Ford Motor Company and Pi Technology Develop Ford Focus Fuel Cell Vehicle Systems with Model-Based Design and Automatically Generated Production Code

"Building design models with Simulink and generating code from them with Simulink Coder for the production target gave us exceptional quality while maintaining the flexibility to prototype quickly."

Challenge

To create three new electronic control units for an advanced hydrogen fuel cell vehicle

Solution

Use MathWorks tools for Model-Based Design to design, simulate, and automatically generate production code for the electronic control units

Results

  • Multipurpose code generated
  • Executable specification leveraged
  • Portability ensured
Ford Focus fuel cell vehicle.

Drive systems for hybrid vehicles require precise control to maximize fuel efficiency and meet high safety standards. The Ford Focus fuel cell vehicle relies on more than a dozen electronic control units to control everything from temperature to the electric drive train that is powered by its hydrogen fuel cell.

A world leader in the development of electronic automotive systems, Pi Technology used MathWorks tools for Model-Based Design to design, simulate, prototype, and automatically generate production code for three of these control units, including the key supervisory controller of the vehicle. By applying automatic code generation for these applications with no hand-coded adjustments, Pi engineers accelerated development, avoided coding errors, and eliminated inconsistencies between the design specification and working code.

Challenge

Because the project involved emerging fuel cell and hybrid technologies, Pi engineers faced two key challenges. First, the team would need to build three completely new controllers: the energy management module, the thermal system controller, and the vehicle system controller. Second, the team had to gracefully handle changes in system requirements, which were likely to evolve during the project.

To address these challenges, the team sought a design and development environment that would facilitate rapid design iterations by enabling them to automatically generate production code for safety-related automotive controllers.

Solution

Pi engineers used MathWorks tools for Model-Based Design to create executable specifications, run simulations, automatically generate code, and create real-time prototypes for each of the three electronic control units.

Leveraging existing Ford designs, the Pi team worked with Ford engineers to develop a common hardware platform that would support all three planned ECUs as well as future projects. Using Simulink, engineers created a custom set of blocks that provide input, output, communications, and diagnostic services for a Freescale MPC555-based ECU. This shared platform enables the team to keep all application-specific functionality for each control unit in higher-level Simulink models.

Working from Ford requirements and with Ford engineers, the team then used Simulink to create models for each ECU, which defined data interfaces between subsystems.

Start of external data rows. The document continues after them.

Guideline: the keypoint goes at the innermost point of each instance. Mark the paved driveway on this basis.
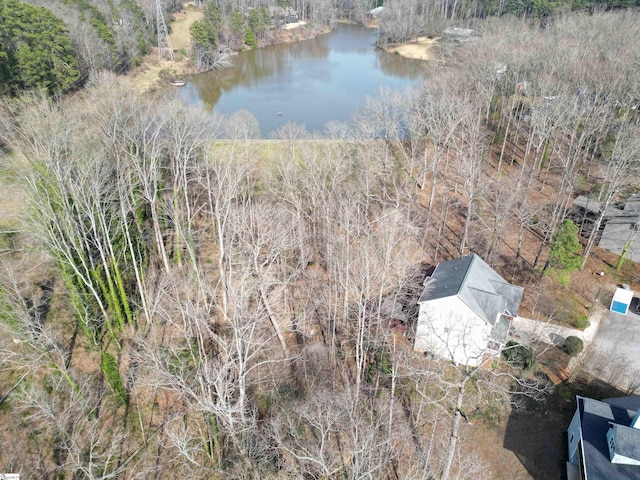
(614, 355)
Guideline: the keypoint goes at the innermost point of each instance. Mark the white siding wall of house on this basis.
(448, 328)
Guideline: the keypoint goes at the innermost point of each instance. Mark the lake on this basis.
(311, 82)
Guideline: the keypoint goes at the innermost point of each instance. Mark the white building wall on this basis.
(447, 327)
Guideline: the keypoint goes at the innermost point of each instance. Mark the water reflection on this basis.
(310, 83)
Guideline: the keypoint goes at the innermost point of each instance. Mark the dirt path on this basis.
(154, 73)
(180, 35)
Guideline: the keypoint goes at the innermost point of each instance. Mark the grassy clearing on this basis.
(14, 196)
(182, 21)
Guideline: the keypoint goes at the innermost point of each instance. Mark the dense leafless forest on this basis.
(180, 300)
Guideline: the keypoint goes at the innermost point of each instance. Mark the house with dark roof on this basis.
(604, 439)
(466, 311)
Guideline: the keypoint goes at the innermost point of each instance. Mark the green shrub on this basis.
(519, 356)
(109, 367)
(580, 321)
(573, 346)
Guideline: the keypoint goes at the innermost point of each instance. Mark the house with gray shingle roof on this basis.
(604, 439)
(465, 311)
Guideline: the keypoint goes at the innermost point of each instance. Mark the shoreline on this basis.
(420, 48)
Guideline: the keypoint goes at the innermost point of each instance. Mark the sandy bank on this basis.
(420, 48)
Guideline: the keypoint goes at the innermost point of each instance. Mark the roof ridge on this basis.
(466, 274)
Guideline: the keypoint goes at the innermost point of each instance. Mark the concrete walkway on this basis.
(527, 329)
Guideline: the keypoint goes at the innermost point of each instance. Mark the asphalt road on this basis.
(614, 355)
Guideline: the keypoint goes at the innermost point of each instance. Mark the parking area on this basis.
(614, 354)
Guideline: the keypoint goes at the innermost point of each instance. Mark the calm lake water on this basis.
(310, 82)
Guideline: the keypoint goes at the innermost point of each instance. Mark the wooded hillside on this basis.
(178, 300)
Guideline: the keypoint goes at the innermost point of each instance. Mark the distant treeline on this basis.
(56, 45)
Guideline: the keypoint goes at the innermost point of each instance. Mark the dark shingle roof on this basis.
(628, 443)
(476, 284)
(595, 416)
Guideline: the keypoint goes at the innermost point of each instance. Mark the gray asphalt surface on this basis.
(614, 355)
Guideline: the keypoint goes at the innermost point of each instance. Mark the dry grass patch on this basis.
(419, 49)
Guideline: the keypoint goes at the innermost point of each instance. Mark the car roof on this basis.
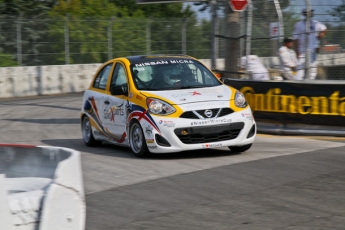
(141, 58)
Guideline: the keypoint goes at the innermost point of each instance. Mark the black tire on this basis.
(86, 131)
(137, 140)
(239, 149)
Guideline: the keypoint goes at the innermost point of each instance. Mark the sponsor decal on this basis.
(213, 104)
(94, 115)
(212, 145)
(167, 123)
(138, 112)
(112, 112)
(247, 116)
(150, 141)
(150, 63)
(204, 92)
(210, 121)
(148, 130)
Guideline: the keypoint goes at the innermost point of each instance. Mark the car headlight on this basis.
(240, 100)
(159, 107)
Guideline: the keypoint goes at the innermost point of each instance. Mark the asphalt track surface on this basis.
(280, 183)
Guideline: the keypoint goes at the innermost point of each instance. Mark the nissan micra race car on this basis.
(163, 104)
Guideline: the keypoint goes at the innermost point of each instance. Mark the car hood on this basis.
(183, 96)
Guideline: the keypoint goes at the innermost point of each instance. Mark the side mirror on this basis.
(119, 90)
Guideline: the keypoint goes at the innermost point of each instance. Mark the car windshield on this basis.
(171, 74)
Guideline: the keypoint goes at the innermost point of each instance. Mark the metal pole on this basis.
(249, 33)
(307, 49)
(216, 41)
(66, 40)
(184, 36)
(280, 21)
(110, 38)
(19, 39)
(213, 42)
(148, 37)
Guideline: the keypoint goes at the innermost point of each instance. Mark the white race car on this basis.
(163, 104)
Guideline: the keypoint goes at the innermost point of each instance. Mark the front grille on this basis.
(209, 134)
(192, 115)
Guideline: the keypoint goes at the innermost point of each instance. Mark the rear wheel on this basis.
(86, 130)
(137, 140)
(239, 149)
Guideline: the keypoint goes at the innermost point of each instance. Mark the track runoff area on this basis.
(281, 182)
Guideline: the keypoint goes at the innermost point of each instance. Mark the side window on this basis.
(119, 76)
(102, 77)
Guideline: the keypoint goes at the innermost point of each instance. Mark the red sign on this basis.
(238, 5)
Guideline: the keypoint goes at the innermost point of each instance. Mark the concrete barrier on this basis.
(41, 188)
(45, 80)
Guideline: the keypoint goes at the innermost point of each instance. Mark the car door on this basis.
(114, 110)
(96, 94)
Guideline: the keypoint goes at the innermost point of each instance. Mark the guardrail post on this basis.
(19, 39)
(66, 40)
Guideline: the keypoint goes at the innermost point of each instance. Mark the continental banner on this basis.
(311, 103)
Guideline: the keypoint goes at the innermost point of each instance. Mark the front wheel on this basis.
(86, 130)
(137, 140)
(239, 149)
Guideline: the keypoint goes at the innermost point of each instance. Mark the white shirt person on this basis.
(288, 60)
(317, 32)
(255, 67)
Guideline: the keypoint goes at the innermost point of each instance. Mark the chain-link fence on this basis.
(75, 40)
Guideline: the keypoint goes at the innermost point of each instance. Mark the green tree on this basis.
(88, 21)
(24, 13)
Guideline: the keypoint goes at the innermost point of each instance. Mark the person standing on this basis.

Following a style guide to ensure efficiency, clarity, testability, and consistency, Pi engineers used Simulink to implement decision logic and control algorithms that would interface with the hardware platform through custom Simulink blocks.

The group used Stateflow to implement the state-based and sophisticated combinatorial logic required by the ECUs.

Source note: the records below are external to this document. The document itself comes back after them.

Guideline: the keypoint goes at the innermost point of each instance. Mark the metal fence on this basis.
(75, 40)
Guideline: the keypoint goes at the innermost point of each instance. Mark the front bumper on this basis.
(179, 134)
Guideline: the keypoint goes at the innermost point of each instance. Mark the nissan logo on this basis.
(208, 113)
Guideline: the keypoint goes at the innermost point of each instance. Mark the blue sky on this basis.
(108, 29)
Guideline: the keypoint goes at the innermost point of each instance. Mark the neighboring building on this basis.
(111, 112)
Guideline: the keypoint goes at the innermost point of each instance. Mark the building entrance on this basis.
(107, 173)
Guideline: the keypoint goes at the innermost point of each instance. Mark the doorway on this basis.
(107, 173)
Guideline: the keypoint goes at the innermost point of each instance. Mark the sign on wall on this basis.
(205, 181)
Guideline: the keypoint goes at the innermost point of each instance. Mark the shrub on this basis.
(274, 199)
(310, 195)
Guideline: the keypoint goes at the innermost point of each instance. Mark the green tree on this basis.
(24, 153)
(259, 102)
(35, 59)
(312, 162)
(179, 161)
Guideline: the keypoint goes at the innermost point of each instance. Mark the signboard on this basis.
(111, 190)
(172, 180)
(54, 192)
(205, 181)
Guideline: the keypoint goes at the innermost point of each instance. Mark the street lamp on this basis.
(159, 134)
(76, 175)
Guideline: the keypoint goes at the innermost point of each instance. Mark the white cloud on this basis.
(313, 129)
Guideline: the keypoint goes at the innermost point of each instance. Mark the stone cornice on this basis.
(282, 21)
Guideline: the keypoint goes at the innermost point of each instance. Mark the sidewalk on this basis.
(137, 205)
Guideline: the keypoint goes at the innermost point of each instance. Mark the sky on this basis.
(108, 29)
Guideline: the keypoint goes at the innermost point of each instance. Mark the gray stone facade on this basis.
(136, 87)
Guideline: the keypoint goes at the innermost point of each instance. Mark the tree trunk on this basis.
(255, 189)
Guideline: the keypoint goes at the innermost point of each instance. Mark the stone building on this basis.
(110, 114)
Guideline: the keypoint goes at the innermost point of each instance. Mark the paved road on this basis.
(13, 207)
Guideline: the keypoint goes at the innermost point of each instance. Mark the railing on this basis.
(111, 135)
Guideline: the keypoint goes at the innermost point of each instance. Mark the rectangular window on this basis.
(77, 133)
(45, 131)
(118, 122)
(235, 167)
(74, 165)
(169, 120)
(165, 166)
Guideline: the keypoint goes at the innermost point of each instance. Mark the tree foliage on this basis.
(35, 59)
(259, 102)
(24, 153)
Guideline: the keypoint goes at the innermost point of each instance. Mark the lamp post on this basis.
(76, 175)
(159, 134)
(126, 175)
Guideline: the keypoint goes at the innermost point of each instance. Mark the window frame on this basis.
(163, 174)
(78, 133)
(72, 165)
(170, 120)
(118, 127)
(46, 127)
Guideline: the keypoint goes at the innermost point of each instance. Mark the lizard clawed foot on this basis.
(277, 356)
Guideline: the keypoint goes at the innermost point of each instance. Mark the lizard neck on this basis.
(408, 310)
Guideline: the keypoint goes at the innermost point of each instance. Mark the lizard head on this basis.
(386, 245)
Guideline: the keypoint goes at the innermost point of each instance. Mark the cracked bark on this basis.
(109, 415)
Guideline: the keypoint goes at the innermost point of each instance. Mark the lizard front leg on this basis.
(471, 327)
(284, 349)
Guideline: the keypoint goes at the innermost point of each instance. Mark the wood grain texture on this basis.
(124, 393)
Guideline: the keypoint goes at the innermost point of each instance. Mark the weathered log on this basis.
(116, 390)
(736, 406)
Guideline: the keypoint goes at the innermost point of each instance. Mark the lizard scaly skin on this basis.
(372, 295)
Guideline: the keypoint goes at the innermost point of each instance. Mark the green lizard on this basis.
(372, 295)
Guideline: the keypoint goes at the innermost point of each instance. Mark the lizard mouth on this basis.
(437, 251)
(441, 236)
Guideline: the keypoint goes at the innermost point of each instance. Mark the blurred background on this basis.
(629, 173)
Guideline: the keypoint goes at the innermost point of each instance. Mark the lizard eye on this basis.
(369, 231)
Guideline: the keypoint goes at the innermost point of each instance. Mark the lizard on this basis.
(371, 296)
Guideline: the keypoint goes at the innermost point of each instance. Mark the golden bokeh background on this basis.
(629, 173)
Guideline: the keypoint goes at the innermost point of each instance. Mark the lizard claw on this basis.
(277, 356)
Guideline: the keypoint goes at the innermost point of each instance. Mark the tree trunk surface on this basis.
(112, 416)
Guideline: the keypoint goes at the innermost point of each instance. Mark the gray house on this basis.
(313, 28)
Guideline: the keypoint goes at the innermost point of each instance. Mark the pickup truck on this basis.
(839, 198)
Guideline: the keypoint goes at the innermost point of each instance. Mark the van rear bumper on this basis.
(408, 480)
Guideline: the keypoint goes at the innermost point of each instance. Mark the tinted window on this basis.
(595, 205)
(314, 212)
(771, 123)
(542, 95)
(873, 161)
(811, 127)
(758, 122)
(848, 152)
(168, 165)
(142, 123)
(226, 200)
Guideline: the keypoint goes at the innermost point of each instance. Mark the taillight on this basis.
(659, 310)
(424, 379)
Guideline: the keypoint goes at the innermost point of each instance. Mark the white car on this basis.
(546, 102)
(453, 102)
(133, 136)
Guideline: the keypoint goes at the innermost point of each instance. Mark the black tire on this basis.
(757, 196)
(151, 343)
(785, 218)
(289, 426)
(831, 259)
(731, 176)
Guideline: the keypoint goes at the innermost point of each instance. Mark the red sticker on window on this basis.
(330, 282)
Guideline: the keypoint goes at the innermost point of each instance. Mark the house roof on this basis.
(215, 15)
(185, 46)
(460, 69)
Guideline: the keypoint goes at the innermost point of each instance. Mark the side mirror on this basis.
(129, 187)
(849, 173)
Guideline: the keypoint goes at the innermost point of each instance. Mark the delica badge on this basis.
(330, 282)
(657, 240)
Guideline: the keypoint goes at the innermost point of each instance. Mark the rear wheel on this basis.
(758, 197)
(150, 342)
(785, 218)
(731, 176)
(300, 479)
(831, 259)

Using Simulink, the engineers then simulated the systems to validate functionality. This included testing modules that would be inaccessible at the hardware level in production. These simulations also enabled the team to easily test input combinations that would be difficult to achieve in the application running on target hardware.

The team used Simulink Coder and Simulink Real-Time to create rapid prototypes of the systems, which enabled development and real-time testing to progress before the target hardware was available. Later, code was automatically generated for the application, compiled without modification, and deployed onto the production MPC555 target hardware.

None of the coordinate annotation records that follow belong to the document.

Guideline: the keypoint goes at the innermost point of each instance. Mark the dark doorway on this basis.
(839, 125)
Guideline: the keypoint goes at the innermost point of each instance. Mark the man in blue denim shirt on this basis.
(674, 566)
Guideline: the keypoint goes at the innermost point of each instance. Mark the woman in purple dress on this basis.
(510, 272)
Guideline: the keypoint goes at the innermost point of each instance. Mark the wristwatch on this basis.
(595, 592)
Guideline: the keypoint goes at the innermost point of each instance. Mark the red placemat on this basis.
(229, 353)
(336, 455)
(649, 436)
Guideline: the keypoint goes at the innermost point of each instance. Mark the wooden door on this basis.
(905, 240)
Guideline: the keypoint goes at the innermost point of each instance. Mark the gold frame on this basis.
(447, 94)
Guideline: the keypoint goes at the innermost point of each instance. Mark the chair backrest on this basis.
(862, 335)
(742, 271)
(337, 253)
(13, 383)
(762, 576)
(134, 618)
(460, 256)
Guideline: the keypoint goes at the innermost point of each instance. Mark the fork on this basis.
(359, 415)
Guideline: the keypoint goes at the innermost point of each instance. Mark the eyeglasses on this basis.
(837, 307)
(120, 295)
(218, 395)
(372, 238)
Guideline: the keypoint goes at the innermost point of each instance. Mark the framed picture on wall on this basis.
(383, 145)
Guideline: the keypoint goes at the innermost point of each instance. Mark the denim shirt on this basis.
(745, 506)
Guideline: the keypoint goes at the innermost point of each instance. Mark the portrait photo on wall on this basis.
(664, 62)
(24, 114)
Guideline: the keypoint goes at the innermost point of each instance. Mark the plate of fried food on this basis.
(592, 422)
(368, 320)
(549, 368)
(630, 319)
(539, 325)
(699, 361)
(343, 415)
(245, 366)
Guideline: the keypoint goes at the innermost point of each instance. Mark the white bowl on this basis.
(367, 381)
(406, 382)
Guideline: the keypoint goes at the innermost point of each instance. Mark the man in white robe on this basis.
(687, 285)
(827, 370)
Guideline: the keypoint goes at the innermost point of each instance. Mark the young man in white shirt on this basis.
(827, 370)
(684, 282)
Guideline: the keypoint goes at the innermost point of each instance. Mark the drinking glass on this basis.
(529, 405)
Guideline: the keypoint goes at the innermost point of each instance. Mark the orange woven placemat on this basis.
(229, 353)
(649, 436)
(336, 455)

Pi performed extensive simulation-based and hardware-in-the-loop testing on each system. When test engineers identified problems during testing, development engineers resolved the issues in the model before automatically generating new code for follow-up tests. Throughout development, the team completed numerous iterations to incorporate design changes using this approach.

Ford customers are currently evaluating the fleet of fuel cell vehicles. Automatically generating code is enabling Ford engineers to make further changes to the software at a Simulink model level for formal development and experimental prototypes.

Pi Technology subsequently applied automatic code generation to add crank angle-based processing and I/O suitable for running gasoline engines, as the OpenECU rapid prototyping product. This has been applied in diverse applications, including engine management, CAN gateways, and catalyst modeling and control.

Results

  • Multipurpose code generated. MathWorks code-generation tools were used to target the same models for the rapid prototype and production target. By keeping the application models independent of the target hardware, the design team focuses on application development and pursues future enhancements, such as additional functionality and improved diagnostics.

  • Executable specification leveraged. The application models provide the team with an executable design specification that is always synchronized with the underlying code. Automatic code generation saved time, reduced costs, and eliminated the error-prone process of ensuring the models reflected the code without excluding functionality or including obsolete code.

  • Portability ensured. In addition to running the ECU models on Simulink Real-Time and code on Freescale hardware, the team could easily port the solutions to any target hardware by simply recreating the Simulink block library.